My Experiments with Open Source AI/ML to Improve Team Productivity (Part 1)

My Experiments with Open Source AI/ML to Improve Team Productivity (Part 1)

I saw everywhere recently that OpenAI's SORA is making waves across the web.

SORA is capable of making videos out of textual descriptions.

I went to their website, trying to give it a go.

No way to try it immediately, though.

I'd have loved to make some videos for my social media accounts or explainer videos for our apps.

So, from such a frame of disappointment, I started thinking.

These days, I want to find newer and better ways to bring AI/ML into my team's workflows.

That's the singular thought in my mind.

What can I do - for myself and my team - to enhance our capability and productivity with AI?

What can I do NOW?

I'm determined to pick up some good AI/ML skills, while also serving my team.

Then it hit me: let's start with something a bit more modest.

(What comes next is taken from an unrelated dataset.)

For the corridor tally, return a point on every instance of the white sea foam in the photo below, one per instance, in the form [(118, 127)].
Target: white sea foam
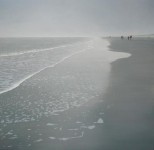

We have many, many informative wiki pages accumulated over the years.

Why not build a nice and simple chatbot on top of it?

So, that's what I set out to do.

This post outlines the first part of my journey in building up a documentation chatbot.

All forward-looking teams must set up a Documentation Chatbot

While new technologies come and go, organisations always want the same thing:

  1. Better cooperation

  2. Higher Productivity

  3. Greater Performance

  4. Increased Profits

  5. Lowered Costs

To get to “Increased Profits” it is important to start with “Better cooperation”.

I’ve found through personal experiences and scientific evidence that teams work better when there is high information sharing.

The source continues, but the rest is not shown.